I AM reading Dr. Emily Wilson's English translation of the Odyssey. It's the first time a woman has translated Homer's work into English. The fanfare has just begun and rightly so. I'll probably do a podcast about her work, because I love it so much. I've read several translations and used them in researching my work for the Homeric Chronicles, but NONE of them has touched me like Dr. Wilson's.

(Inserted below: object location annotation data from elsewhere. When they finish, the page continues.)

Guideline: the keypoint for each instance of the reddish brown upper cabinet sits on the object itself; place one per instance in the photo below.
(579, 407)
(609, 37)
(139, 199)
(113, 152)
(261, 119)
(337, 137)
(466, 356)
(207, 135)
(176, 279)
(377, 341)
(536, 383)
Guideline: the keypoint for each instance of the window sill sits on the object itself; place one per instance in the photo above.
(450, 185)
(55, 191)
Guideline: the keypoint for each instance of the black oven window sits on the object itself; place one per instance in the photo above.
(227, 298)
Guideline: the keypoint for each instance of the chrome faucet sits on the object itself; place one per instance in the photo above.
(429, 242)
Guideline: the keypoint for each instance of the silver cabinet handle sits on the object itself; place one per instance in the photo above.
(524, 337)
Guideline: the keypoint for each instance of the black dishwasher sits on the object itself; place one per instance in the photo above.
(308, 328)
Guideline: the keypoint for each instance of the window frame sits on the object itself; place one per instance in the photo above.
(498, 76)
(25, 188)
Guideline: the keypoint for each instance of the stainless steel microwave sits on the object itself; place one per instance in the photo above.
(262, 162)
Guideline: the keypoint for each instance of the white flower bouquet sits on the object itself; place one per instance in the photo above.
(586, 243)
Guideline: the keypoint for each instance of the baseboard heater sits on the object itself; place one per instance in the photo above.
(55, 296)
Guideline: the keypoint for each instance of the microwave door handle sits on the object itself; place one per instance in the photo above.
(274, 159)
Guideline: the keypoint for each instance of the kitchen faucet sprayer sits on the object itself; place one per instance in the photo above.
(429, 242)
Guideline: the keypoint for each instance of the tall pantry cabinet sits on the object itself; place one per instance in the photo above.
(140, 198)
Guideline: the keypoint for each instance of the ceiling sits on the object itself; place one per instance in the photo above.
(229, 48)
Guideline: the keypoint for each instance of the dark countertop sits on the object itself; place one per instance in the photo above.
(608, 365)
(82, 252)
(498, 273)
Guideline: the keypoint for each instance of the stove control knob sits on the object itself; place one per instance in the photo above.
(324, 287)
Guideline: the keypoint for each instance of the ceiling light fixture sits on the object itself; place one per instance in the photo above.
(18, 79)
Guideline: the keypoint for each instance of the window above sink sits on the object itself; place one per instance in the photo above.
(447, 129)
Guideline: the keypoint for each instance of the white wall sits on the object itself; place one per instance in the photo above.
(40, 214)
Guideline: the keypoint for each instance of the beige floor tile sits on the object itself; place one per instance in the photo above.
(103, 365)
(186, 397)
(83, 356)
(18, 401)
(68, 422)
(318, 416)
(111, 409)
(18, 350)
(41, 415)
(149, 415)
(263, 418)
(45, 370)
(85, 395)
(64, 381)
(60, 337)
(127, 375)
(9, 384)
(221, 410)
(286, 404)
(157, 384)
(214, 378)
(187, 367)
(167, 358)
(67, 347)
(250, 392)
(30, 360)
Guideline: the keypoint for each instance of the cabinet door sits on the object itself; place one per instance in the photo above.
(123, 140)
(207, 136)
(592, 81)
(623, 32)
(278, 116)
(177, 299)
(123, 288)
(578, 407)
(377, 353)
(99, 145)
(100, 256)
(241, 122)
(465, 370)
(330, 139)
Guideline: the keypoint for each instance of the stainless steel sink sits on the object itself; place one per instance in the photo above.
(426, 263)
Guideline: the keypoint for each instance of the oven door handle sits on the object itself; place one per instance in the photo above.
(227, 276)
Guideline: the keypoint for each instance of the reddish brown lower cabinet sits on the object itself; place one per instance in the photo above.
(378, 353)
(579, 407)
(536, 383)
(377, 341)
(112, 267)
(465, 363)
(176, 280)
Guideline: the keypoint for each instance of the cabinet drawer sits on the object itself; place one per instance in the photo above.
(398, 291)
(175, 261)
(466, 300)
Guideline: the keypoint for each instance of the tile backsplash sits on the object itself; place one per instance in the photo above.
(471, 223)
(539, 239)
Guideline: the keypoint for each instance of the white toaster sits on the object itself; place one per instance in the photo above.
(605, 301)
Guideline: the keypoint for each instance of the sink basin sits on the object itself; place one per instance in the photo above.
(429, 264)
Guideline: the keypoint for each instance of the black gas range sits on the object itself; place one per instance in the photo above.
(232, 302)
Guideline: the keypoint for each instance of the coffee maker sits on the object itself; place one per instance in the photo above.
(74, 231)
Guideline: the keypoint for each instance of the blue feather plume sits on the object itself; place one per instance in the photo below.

For example, as everyone already points out, she begins with calling Odysseus a "complicated man." Brilliant, because Odysseus is complicated. He's not straight forward in anything he does. He's tender and loving with Penelope and Telemachus, but he's also a murderer and a man who "skirts" the boundaries of his marriage. He's vengeful, but with good reason. A trouble maker and a charmer. And stubborn. Let's not forget stubborn. Despite all this, we love to love Odysseus. Her word choices stand out for me, more than any other translation. Reading the scene where Odysseus is deciding when to kill the slave women (and mind you it's not a moral dilemma of IF he should, but a matter of WHEN he will kill them...this is one of the ways he's complicated: his ability to premeditate massive slaughter) builds such powerful imagery. I can see a mother dog guarding her puppies, teeth bared and growling at strangers. It's scrappy, fierce, and dangerous.
Dr. Wilson is equally descriptive with Penelope. I love the passage where Penelope has just been told that the suitors are plotting to kill her son, Telemachus. She's distraught because he left Ithaka without telling her and no one knows for sure where he is. So, she can't protect him. Her mind torments her like a trapped lion...What parent can't relate to that terrifying feeling?
She definitely spanked some magic out of Homer's Greek.
If you enjoy Greek mythology, you're going to love this new translation. I'm using it for all my podcasts on Greek Mythology Retold and for the continued research for the Homeric Chronicles.